Again, it may be argued that manufacturers and retailers have a right to
maximize their profits. This is true, but the issue under discussion is not
economic rights; it's business ethics and morality. And it's simply morally
wrong to attempt to maximize profits when doing so causes harm. This doesn't
mean that manufactured goods should only be sold at one price. There's nothing
wrong with offering a range of products at a range of prices. But there is
something wrong -- morally wrong -- with the existence of an enormous
assortment of products at the bottom end of the price range which are both
cheap and poorly made, both low in price and low in quality. This is an ethical
issue which should be addressed by both manufacturers and retailers in order to
avoid harming both individuals and society.

(c) Peter Raabe 2005

E-mail: raabe@interchange.ubc.ca

Peter B. Raabe Ph.D.
Philosopher/Philosophical Counsellor
http://www.ucfv.ca/philosophy/raabep/

-=-

II. ASK A BUSINESS PHILOSOPHER: THREE ANSWERS

Andrew asked:

 Is it wrong to steal a paper clip?

============

What is stealing? If my colleague urgently needs a paperclip and takes one from
my paperclip box while I am out that is not stealing. Amongst people who live or
work together there is an understanding concerning what you can take without
asking and what you have to ask for first.
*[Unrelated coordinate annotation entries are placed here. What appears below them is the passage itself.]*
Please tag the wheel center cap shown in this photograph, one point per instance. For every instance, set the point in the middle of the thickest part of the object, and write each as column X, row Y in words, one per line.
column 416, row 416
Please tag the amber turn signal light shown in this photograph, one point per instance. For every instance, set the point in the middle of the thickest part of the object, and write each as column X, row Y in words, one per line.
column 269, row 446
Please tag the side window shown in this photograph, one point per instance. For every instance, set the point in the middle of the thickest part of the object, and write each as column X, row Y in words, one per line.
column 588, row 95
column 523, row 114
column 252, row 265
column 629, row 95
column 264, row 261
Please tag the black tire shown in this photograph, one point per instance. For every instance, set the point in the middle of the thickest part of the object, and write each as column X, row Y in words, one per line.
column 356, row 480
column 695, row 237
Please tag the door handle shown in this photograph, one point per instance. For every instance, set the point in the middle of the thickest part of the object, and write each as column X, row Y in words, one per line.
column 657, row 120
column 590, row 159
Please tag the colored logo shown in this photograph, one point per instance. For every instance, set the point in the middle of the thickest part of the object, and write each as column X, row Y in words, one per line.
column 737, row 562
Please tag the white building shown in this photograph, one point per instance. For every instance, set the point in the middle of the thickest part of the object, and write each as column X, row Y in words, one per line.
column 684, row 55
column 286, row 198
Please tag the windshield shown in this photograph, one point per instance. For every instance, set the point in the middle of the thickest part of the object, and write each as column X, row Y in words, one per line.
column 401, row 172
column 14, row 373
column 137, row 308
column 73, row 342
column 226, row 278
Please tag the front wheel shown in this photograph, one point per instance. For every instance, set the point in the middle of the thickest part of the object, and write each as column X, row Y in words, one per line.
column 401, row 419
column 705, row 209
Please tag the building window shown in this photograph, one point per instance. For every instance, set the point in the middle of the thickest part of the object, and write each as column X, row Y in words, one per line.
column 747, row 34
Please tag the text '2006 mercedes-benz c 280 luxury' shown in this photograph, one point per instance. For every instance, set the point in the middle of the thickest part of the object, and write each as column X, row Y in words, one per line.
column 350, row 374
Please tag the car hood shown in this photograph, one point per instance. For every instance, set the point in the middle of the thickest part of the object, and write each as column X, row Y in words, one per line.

Not all taking without permission or a background understanding is stealing.
When a teenager breaks into a car and drives it round the council estate,
crashes it into a lamp post and leaves it, that is not 'theft' according to UK
law but 'Taking and Driving Away'. Intuitively, 'TDA' is more akin to vandalism
than theft.

Similarly, if you 'borrow' some expensive office equipment without permission
intending to return it early on Monday morning when no-one is about, you are
not stealing it (although you know you are doing something for which you would
be disciplined if you get caught).

But it is possible to 'steal' a paperclip. There is no item so small that
taking it in relevant circumstances would not amount to stealing. And is wrong
to steal. Therefore, it is wrong to steal a paperclip.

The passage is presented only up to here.